Georges Raymond n’avait jamais aimé. Toujours ployé sous le poids des préoccupations, du travail, de la pauvreté, il n’avait touché qu’en passant aux amours banales du quartier Latin, sans avoir rencontré dans sa vie dénuée de tout contact avec le monde, une seule occasion d’émousser la sensibilité profonde qui était restée à l’état latent au fond de son âme. Il avait la faiblesse de rêver des amours élégantes, et, sentant bien qu’il n’était qu’un pauvre diable, il s’était résigné à vivre fièrement dans la solitude d’un cœur que la première épreuve devait profondément ébranler.

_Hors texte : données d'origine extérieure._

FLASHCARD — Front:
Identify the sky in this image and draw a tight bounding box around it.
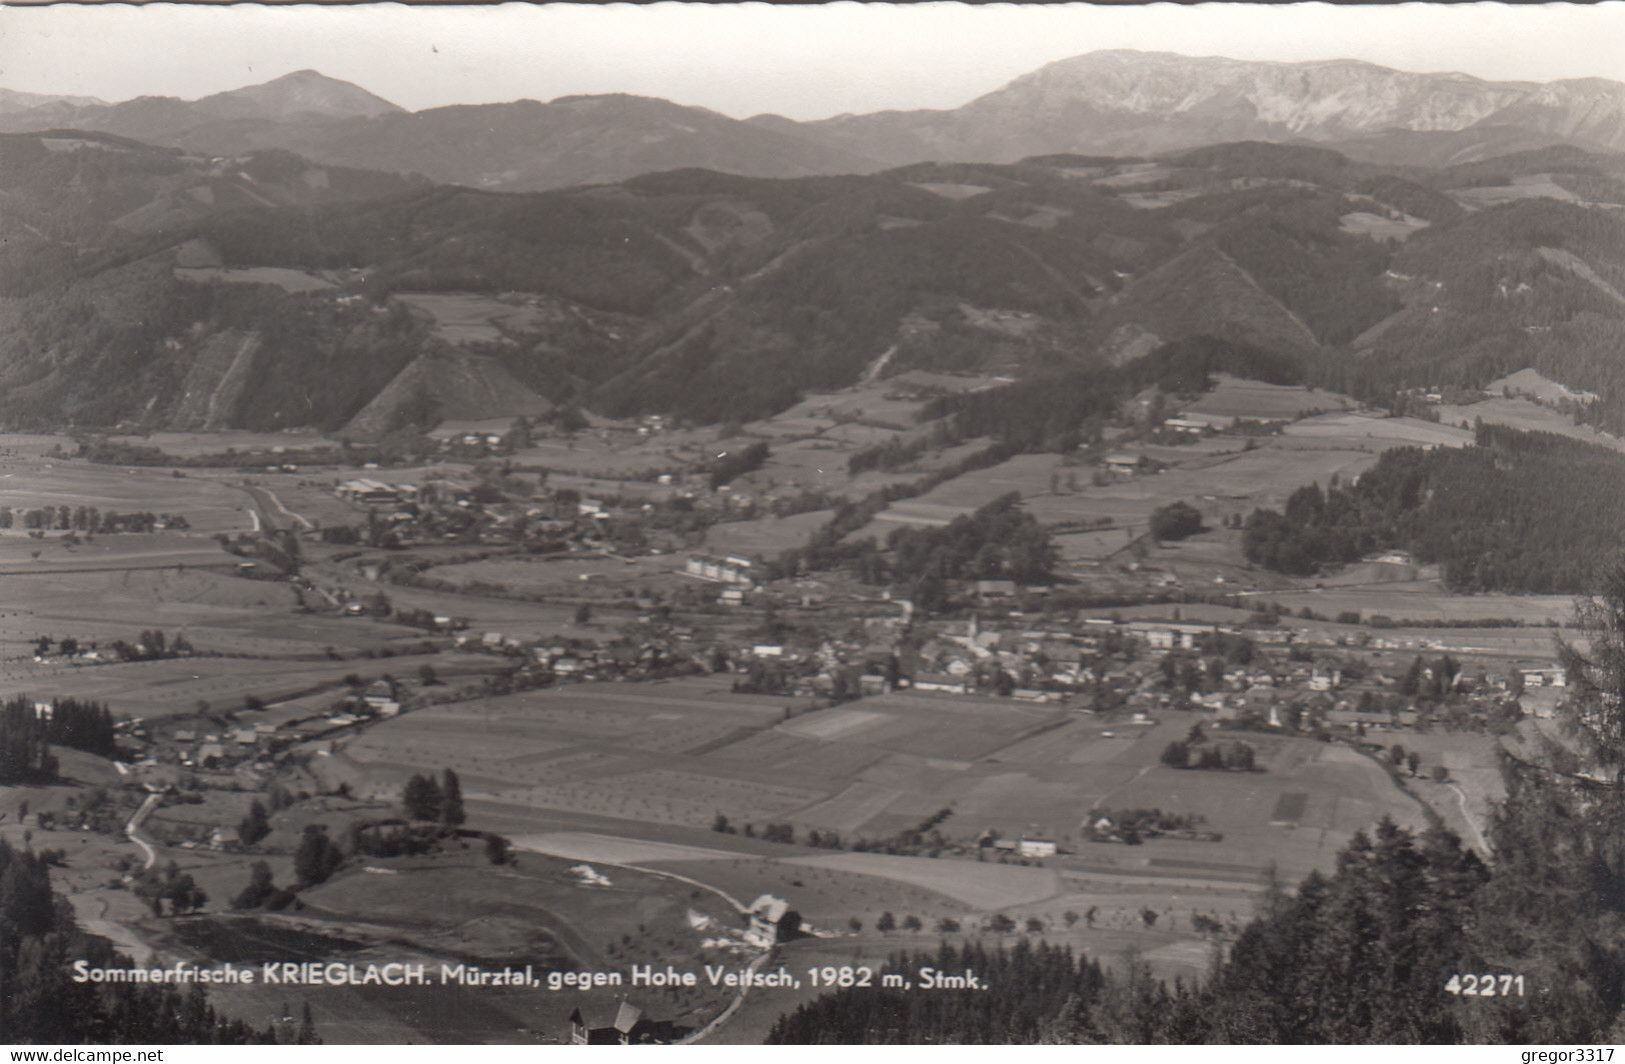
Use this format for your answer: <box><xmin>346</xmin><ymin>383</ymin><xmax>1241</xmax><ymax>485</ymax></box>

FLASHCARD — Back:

Les deux dames s’arrêtèrent tout à coup en face d’un hôtel aujourd’hui démoli qui se trouvait à l’extrémité de la rue de Lille, entouré de grands arbres dont on apercevait les branches flotter au-dessus des murs du jardin.

La jeune fille n’avait pas un seul instant détourné la tête, quoiqu’elle se fût probablement aperçue, ainsi que sa compagne, de la présence du jeune homme, et, lorsque la porte de l’hôtel s’ouvrit, elles disparurent toutes deux, tandis que la porte se refermait sur elles avec un bruit majestueux.

― Imbécile ! se dit Georges Raymond, pourquoi m’aurait-elle reconnu ? Je ne suis ni beau ni élégant. Et il jeta sur son costume extrêmement modeste un regard de compassion.

Au même moment, un domestique portant une casaque rouge, et pouvant être un palefrenier, sortit de la loge du concierge et traversa la rue.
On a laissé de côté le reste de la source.